I thought seeing a therapist was supposed to help not traumatize. My therapist was mediocre but they were better than nothing. I have had terrible luck with therapists so it’s super hard for me to mesh with most and it’s virtually impossible to trust one.
I’ve had a couple of shady therapists prior to the one that unceremoniously dropped me as a client, so I’m starting to think maybe I’m the problem. I don’t seem to know how to stop obsessing about how badly I was treated by this insufferable woman who wore club dresses and cheap heels and talked about her own problems on my dime.
But I am pissed. She was incredibly rude and dismissive and thin skinned because I asked her what the value of telling me so many stories drawn from her personal history that rarely seemed applicable or useful to me. It’s been bugging me since it happened and it’s really making me feel like crap.

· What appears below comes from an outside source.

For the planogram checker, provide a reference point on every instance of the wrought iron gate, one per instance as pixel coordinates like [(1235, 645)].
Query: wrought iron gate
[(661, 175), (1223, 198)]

About ten minutes before my session she called and said she couldn’t have me as a client anymore but she could help me look for some numbers. Never mind she was in an office with other providers who were still practicing. She basically left me hanging and had the nerve to charge me for the session that she cancelled! I’m just really needing to vent. I am not the best client personality wise. I’m moody and I don’t like impractical hippie nonsense or mush mouth platitudes. But I am on time, my insurance reimburses providers in a timely fashion and I pay my co-pay in cash. I know what my issues are (anxiety, depression, ocd and autism) and I just want to find a decent therapist to help me. Also is there anything I do about this therapist just abandoning me without a referral or notice? Thank you for letting me vent.